If you’re trying to walk yourself toward human prosthetics, this is a more promising direction than currently available technology,” said Tim Harris, a senior fellow at the Howard Hughes Medical Institute’s Janelia Research Campus and a developer of research-grade neural interfaces. Among the questions that are left unanswered by the company’s paper, he said, is how long it lasts in the brain.
“If you’re going to do this for people, you should be aiming for at least five years, minimum,” he said. “To do an implantation surgery of this level of intricacy, a year or two is not enough.”
The paper, which wasn’t peer-reviewed, didn’t include data on the long-term stability of recorded neural signals nor the brain’s inflammatory response.
“That is utterly critical” before any device can advance to human trials, said Loren Frank, a University of California, San Francisco neuroscientist developing brain-computer interfaces.
Neuralink has said it is doing those experiments but isn’t ready to make the data public.
The device, in theory, was designed to also stimulate brain cells, but “we have not demonstrated these capabilities here,” according to the paper. Direct brain stimulation with implanted electrodes is a longstanding approach to treating movement disorders and epilepsy. Most brain-computer interfaces are so-called open-looped systems that don’t adapt to a patient’s needs and experience.

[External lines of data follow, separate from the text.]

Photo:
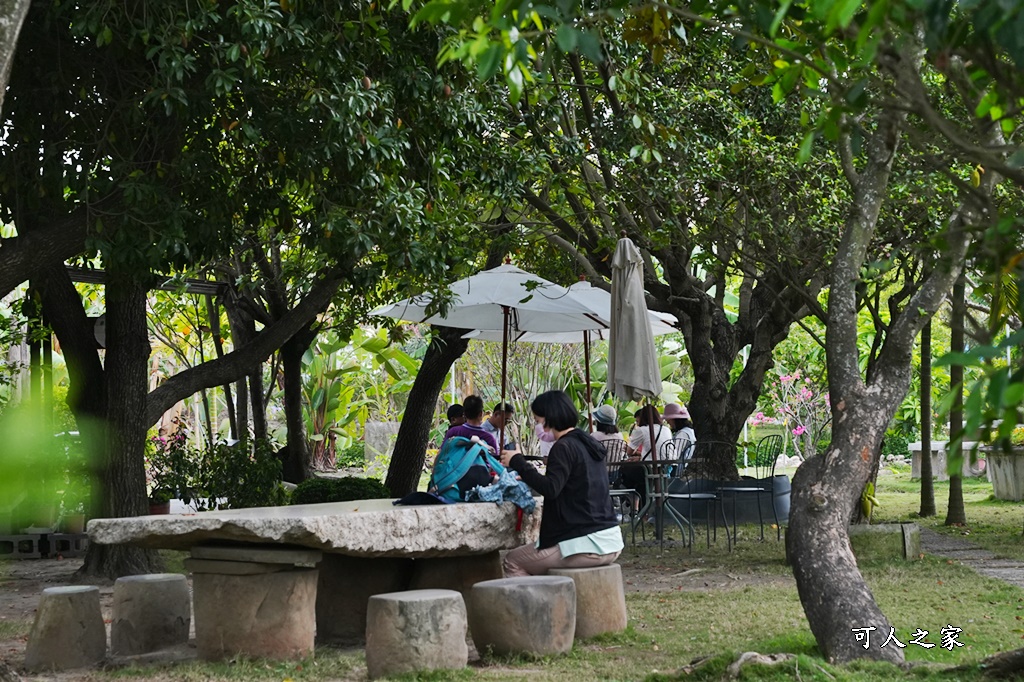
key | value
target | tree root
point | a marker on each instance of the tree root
(1005, 665)
(749, 657)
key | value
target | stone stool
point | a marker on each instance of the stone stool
(150, 612)
(418, 630)
(532, 614)
(600, 599)
(69, 630)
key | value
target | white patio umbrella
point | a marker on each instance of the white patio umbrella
(598, 301)
(505, 300)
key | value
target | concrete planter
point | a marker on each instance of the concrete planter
(1006, 471)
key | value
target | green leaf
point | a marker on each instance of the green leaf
(514, 81)
(779, 15)
(1013, 395)
(566, 38)
(806, 146)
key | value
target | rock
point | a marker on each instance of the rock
(266, 615)
(419, 630)
(535, 614)
(150, 612)
(68, 632)
(6, 674)
(365, 527)
(600, 599)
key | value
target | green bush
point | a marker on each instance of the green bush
(353, 456)
(315, 491)
(895, 443)
(247, 477)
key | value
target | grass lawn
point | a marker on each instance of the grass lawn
(994, 524)
(717, 604)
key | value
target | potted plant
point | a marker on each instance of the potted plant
(1005, 464)
(73, 509)
(160, 501)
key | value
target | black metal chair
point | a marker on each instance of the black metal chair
(765, 457)
(625, 500)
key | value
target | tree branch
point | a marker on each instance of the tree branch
(241, 360)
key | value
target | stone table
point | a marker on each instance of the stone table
(369, 547)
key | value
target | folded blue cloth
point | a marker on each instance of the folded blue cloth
(508, 487)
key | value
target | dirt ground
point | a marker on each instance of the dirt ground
(23, 582)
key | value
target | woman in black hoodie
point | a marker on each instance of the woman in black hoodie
(578, 526)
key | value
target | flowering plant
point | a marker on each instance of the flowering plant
(801, 406)
(170, 468)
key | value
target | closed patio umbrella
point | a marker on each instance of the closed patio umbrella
(634, 372)
(506, 300)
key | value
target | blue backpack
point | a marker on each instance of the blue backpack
(460, 466)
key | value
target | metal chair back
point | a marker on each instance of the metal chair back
(766, 455)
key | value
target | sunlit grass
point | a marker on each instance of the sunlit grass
(717, 603)
(993, 524)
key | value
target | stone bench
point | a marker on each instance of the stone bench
(600, 599)
(68, 632)
(532, 614)
(254, 601)
(418, 630)
(369, 547)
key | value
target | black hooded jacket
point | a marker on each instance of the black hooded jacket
(577, 502)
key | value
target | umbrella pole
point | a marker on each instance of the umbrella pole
(586, 365)
(656, 472)
(505, 368)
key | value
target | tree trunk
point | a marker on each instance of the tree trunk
(446, 345)
(955, 513)
(87, 383)
(123, 475)
(834, 594)
(258, 407)
(296, 461)
(244, 331)
(12, 14)
(242, 411)
(927, 482)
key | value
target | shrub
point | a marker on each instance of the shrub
(246, 476)
(895, 443)
(353, 456)
(314, 491)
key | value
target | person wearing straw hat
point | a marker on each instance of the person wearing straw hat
(605, 424)
(678, 419)
(633, 473)
(579, 528)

Neurosurgeons and technologists have pointed to that drawback as reason why brain stimulation hasn’t worked for treating mood disorders.

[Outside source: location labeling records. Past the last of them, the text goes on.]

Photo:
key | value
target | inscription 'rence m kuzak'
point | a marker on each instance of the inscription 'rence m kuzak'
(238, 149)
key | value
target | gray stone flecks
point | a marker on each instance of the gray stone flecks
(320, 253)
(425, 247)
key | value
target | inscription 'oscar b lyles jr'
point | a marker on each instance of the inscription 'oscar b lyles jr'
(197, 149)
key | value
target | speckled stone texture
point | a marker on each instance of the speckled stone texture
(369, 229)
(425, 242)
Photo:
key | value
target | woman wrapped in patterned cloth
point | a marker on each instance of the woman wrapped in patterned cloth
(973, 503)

The advantage of a system like Neuralink envisions would be its ability to analyze recordings using machine learning and to adapt the type of stimulation it delivers to a patient’s brain, according to the company and other experts.
Because of Mr. Musk, Neuralink has perhaps the highest profile among startups developing brain-computer interface technology.
But in the past couple of years, nearly all startups in the sector have seen a considerable boost in investor and regulator interest. Since 2016, startups including Paradromics and CTRL Labs have collectively raised around $260 million from a mix of venture capital, grants and corporate investors. In February, the FDA released guidelines for regulating brain-computer interface technology, in hopes of spurring faster development of devices.
Dolby Family Ventures managing director David Dolby, whose firm has backed Paradromics, said as regulators are involved and more startups emerge, the time is right for the private sector to push brain-computer interface technology into the next stages of commercialization.
“There are a multitude of applications for this technology. Through open market competition, I think we will learn a lot and benefit as a society,” said Mr. Dolby.
Not all neurotech investors are convinced implantable devices are the way forward. Lux Capital co-founder and managing partner Joshua Wolfe is in investor in CTRL Labs, which is developing sensor-based technology to decode nerve signals, but said he isn’t yet comfortable with invasive devices such as those developed by Neuralink and Paradromics.
“There is no way I’m thinking about technology that involves drilling holes behind ears right now,” said Mr. Wolfe. Enke Bashllari, a neuroscientist by training who now heads venture-capital firm Arkitekt Ventures, agreed there are considerable safety measures that must be ensured with implantable technology and said she believes that noninvasive devices also have a valuable role to play in augmenting human movement or cognitive performance. But she said the highest unmet medical needs will require technology that goes inside.
“It has to allow for two main things—high spatial resolution and high bandwidth. It has to interface with millions of neurons at the same time and you need to know exactly which neuron is firing,” she said. “That can currently only be done invasively.”